I asked about it. It turns out that there is a man who lives across the street who has been playing the song in his car for years on end. He rides around with the window down, blasting it out for all to hear, when he leaves for work first thing and when he gets back. No-one (of the two people I spoke with about it, a small sample I’ll admit) has heard him play anything else.

Sick bastard.

The Past Is A Different State

Sometimes I make the mistake of thinking that what I see before me when I walk down the street at home is peculiar to that place. So on Saturday afternoon and evenings, I’ll walk around and get irritated by young chaps endlessly circling the town, all thick and shiny exhaust pipes, brash spoilers and engine revs, thrilling onlookers as they proceed at 10 mph along the main street in their automotive performative contradiction. And then I’ll think, only in Ireland -or if I’m feeling generous, only in Britain and Ireland- with its inclement weather, property-driven economy, do you find things like this. On the continent, they’re all hanging out languourously at one of the town’s fountains, drinking Martinis (they may have even brought their own ice), all amiably flirtatious with the coy young ladies in the calid orange sun of evening.

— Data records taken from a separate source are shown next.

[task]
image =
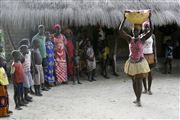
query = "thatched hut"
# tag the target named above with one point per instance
(27, 14)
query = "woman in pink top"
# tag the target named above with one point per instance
(136, 66)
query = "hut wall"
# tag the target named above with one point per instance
(15, 35)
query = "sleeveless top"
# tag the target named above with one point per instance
(18, 71)
(136, 49)
(148, 46)
(3, 77)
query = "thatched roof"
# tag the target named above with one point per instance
(30, 13)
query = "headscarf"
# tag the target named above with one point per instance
(146, 23)
(56, 26)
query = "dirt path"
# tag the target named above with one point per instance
(110, 98)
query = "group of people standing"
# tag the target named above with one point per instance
(46, 61)
(52, 59)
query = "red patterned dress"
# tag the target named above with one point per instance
(60, 58)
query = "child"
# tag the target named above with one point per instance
(17, 73)
(37, 67)
(105, 59)
(2, 54)
(91, 62)
(26, 41)
(168, 56)
(27, 69)
(76, 67)
(49, 69)
(4, 104)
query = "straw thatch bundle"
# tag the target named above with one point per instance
(30, 13)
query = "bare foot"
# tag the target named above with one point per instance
(138, 104)
(135, 101)
(149, 92)
(144, 92)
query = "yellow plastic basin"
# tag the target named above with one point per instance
(137, 16)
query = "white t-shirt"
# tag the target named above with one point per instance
(148, 46)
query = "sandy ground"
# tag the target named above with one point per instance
(105, 99)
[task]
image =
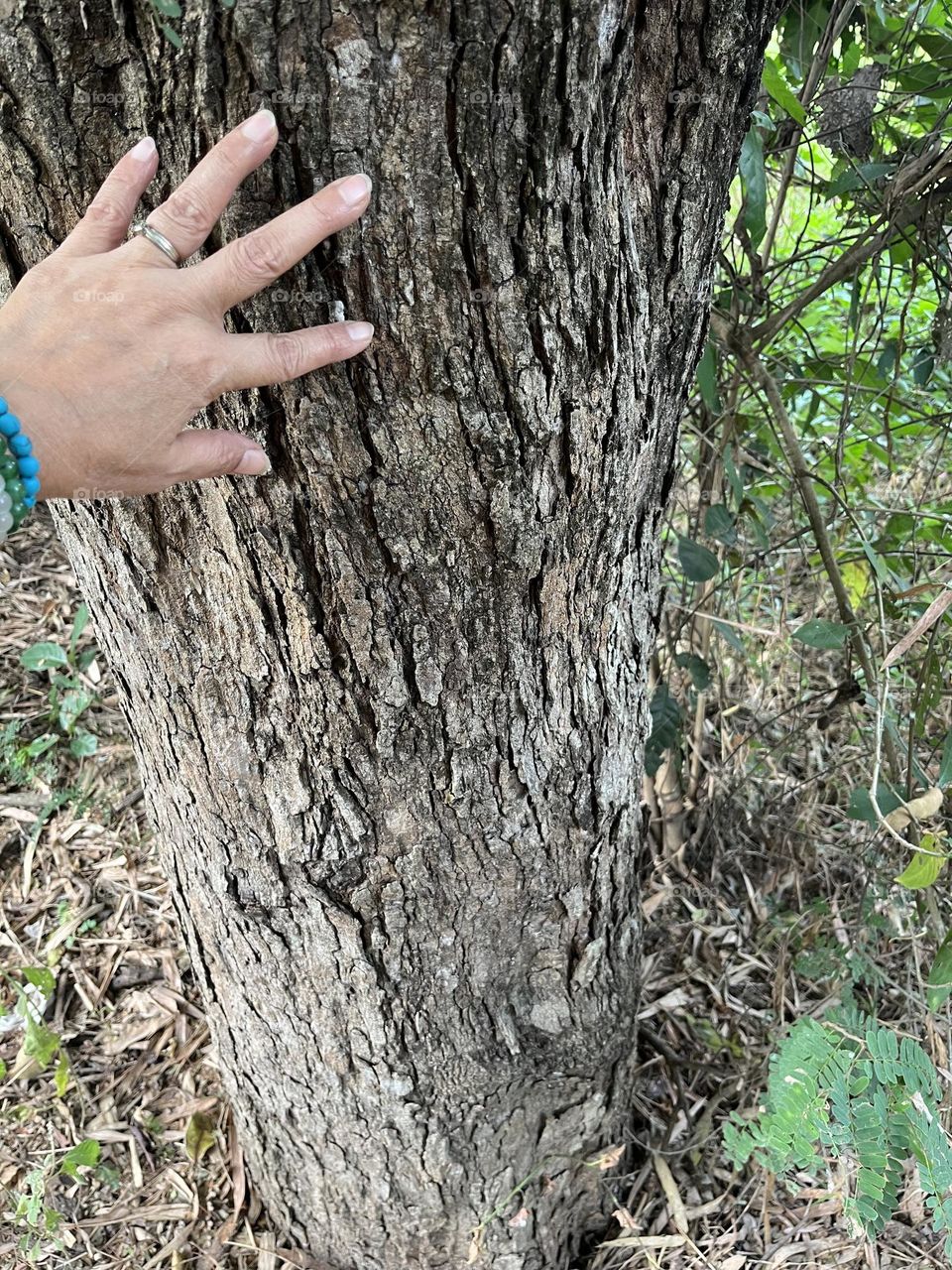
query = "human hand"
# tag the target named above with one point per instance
(104, 389)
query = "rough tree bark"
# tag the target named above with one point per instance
(389, 703)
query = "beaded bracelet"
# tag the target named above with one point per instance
(19, 471)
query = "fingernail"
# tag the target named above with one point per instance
(254, 462)
(144, 150)
(261, 126)
(354, 190)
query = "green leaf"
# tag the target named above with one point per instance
(707, 379)
(82, 743)
(719, 524)
(698, 563)
(821, 634)
(939, 982)
(753, 182)
(40, 1042)
(72, 703)
(79, 624)
(697, 668)
(780, 91)
(924, 867)
(41, 978)
(923, 366)
(665, 726)
(44, 657)
(199, 1137)
(861, 804)
(946, 763)
(61, 1076)
(85, 1155)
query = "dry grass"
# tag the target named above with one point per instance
(725, 916)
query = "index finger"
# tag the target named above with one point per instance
(189, 213)
(250, 263)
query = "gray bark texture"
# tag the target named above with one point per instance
(389, 703)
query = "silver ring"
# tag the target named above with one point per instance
(159, 239)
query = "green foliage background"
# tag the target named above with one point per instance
(806, 639)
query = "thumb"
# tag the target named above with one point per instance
(204, 452)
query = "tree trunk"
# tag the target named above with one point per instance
(389, 703)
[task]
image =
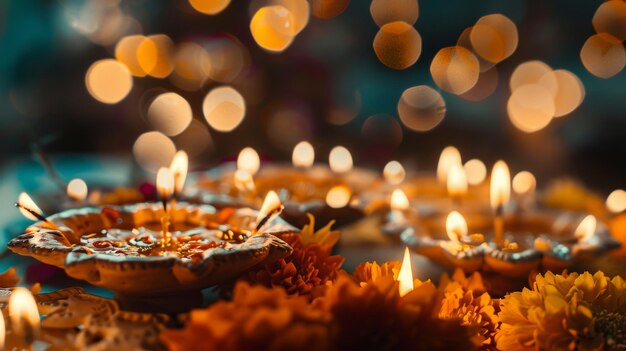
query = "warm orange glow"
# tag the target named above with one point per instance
(270, 204)
(398, 45)
(603, 55)
(586, 229)
(455, 69)
(399, 201)
(405, 276)
(209, 7)
(24, 201)
(338, 196)
(449, 156)
(500, 187)
(421, 108)
(524, 182)
(456, 181)
(77, 189)
(179, 168)
(23, 314)
(394, 172)
(249, 160)
(170, 114)
(153, 150)
(616, 201)
(475, 171)
(303, 155)
(340, 159)
(224, 108)
(456, 226)
(165, 183)
(273, 28)
(108, 81)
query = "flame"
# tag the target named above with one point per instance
(338, 196)
(24, 201)
(23, 314)
(270, 204)
(249, 161)
(340, 159)
(405, 276)
(399, 201)
(500, 190)
(457, 181)
(165, 183)
(303, 155)
(394, 172)
(179, 167)
(449, 156)
(456, 226)
(586, 228)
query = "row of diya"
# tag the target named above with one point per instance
(148, 251)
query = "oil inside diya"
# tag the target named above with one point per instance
(533, 241)
(122, 248)
(302, 190)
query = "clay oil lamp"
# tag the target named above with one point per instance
(154, 255)
(302, 186)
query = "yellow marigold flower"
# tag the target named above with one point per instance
(565, 311)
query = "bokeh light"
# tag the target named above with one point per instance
(224, 108)
(494, 37)
(386, 11)
(108, 81)
(398, 45)
(421, 108)
(531, 107)
(170, 113)
(603, 55)
(153, 150)
(455, 69)
(273, 28)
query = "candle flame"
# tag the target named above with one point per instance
(340, 160)
(405, 276)
(165, 183)
(449, 156)
(500, 189)
(23, 314)
(303, 155)
(399, 201)
(586, 228)
(524, 182)
(25, 203)
(249, 161)
(456, 226)
(77, 189)
(179, 168)
(270, 204)
(394, 172)
(457, 181)
(338, 196)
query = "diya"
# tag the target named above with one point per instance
(328, 192)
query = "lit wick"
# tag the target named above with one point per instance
(30, 210)
(165, 188)
(500, 192)
(270, 209)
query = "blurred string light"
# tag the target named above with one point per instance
(386, 11)
(170, 114)
(421, 108)
(397, 45)
(108, 81)
(224, 108)
(153, 150)
(455, 69)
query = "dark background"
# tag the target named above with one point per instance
(43, 97)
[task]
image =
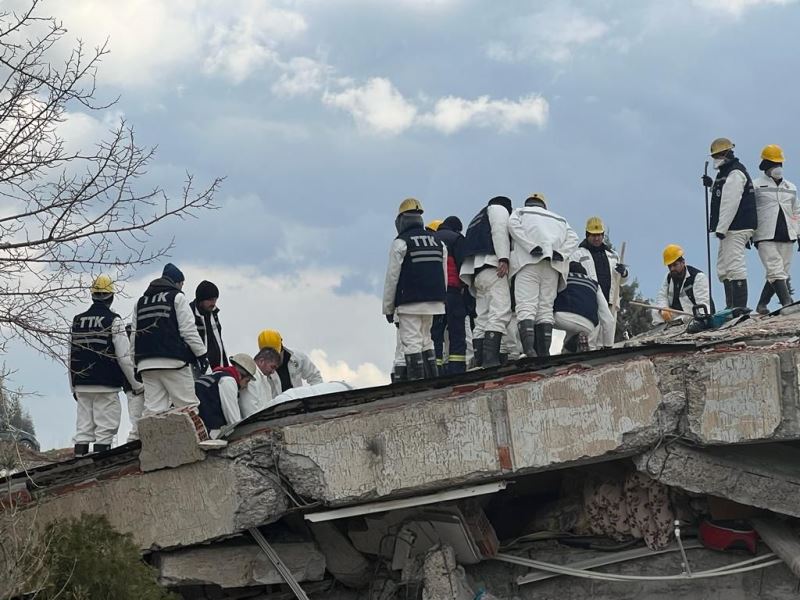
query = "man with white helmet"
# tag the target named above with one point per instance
(100, 364)
(684, 288)
(778, 224)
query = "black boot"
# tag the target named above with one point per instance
(527, 336)
(726, 283)
(477, 351)
(415, 366)
(782, 289)
(431, 368)
(739, 293)
(766, 295)
(81, 449)
(544, 335)
(491, 349)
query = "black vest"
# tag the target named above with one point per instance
(479, 235)
(92, 357)
(422, 273)
(745, 217)
(157, 333)
(206, 388)
(579, 297)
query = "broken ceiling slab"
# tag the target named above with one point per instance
(764, 475)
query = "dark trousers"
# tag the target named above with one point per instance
(453, 323)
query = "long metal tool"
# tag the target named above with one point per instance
(276, 560)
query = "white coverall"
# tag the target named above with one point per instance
(99, 408)
(537, 279)
(169, 381)
(415, 318)
(664, 298)
(731, 263)
(771, 199)
(492, 293)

Then you go on the continent, and you find out it’s mostly the same story, only with more reggaeton and zebra crossings.

Where was I going with this? Oh yes, to the matter of ‘our politicians’. Perhaps this is another instance of parochial ignorance on my part, but I am inclined to think that the usage of the phrase ‘our politicians’ is far more commonplace in Northern Irish political discourse than it is in other places.

Continue reading ‘The Past Is A Different State’

Sound Affects

Still in Spain. Today when I was in the middle of a conference call, presenting some stuff to some very important people (important on my terms anyway: they pay my wages), the driver with the loudspeaker atop the car started making its way round the block, announcing the names of the recently deceased. Since I was the one talking, I couldn’t mute my phone. I wondered if they thought my house was surrounded by cops.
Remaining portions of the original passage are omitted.